Signed-off-by: Maciej W. Rozycki <macro@linux-mips.org>
---
The R4000 variation preserves the interrupt/kernel status flags; the
R3000 assumes a certain state. It may not matter, at least at the current
state of the code, but for consistency I think the R3000 variation should
do the same as the R4000 one, first for purity and second because there is
less maintenance force available for the R3000 and any discrepancy between
the two variations means a greater chance for subtle bugs.
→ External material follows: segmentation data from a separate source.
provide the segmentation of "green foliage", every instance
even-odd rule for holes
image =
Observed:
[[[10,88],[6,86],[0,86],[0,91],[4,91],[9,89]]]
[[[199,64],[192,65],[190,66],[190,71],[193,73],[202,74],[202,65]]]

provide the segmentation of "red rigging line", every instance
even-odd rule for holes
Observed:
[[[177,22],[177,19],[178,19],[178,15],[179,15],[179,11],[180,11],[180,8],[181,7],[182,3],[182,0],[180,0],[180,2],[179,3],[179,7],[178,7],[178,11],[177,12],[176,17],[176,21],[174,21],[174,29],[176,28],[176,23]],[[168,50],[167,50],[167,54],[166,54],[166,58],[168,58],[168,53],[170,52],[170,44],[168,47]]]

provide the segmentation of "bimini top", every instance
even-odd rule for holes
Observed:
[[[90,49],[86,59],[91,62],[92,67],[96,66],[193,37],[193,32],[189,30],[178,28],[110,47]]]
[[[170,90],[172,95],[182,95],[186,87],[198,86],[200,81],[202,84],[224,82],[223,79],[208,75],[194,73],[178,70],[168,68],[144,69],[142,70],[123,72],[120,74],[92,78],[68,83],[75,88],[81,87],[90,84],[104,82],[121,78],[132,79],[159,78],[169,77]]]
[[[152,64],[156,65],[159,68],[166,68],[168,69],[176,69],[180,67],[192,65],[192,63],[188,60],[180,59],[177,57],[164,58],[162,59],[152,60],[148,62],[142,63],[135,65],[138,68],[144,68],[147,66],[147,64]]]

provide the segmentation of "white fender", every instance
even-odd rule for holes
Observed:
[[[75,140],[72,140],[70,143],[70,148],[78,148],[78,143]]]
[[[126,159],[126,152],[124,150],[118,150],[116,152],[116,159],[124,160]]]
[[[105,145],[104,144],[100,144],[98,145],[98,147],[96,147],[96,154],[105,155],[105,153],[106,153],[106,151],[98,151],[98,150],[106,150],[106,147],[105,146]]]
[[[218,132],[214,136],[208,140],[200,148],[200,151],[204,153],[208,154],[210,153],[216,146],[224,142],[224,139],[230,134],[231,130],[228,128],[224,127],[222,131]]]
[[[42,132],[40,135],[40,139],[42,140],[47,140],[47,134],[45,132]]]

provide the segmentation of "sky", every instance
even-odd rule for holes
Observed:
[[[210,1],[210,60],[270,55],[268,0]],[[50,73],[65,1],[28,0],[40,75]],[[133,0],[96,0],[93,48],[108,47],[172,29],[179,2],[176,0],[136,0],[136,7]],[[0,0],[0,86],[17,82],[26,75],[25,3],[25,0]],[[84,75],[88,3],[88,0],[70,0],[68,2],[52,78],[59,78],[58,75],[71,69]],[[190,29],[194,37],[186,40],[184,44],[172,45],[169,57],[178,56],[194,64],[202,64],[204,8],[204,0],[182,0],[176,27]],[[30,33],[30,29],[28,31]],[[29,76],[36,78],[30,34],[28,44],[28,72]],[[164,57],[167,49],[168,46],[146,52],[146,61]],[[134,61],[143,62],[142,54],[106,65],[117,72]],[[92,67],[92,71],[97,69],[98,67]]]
The
performance hit is negligible.
Tested at the runtime.
Please consider.
Maciej
patch-mips-2.6.23-rc5-20070904-r3000-process-1
diff -up --recursive --new-file
linux-mips-2.6.23-rc5-20070904.macro/arch/mips/kernel/process.c
linux-mips-2.6.23-rc5-20070904/arch/mips/kernel/process.c
--- linux-mips-2.6.23-rc5-20070904.macro/arch/mips/kernel/process.c
2007-09-04 04:55:19.000000000 +0000
+++ linux-mips-2.6.23-rc5-20070904/arch/mips/kernel/process.c 2007-09-18
15:43:16.000000000 +0000
@@ -231,8 +231,8 @@ long kernel_thread(int (*fn)(void *), vo
regs.cp0_epc = (unsigned long) kernel_thread_helper;
regs.cp0_status = read_c0_status();
#if defined(CONFIG_CPU_R3000) || defined(CONFIG_CPU_TX39XX)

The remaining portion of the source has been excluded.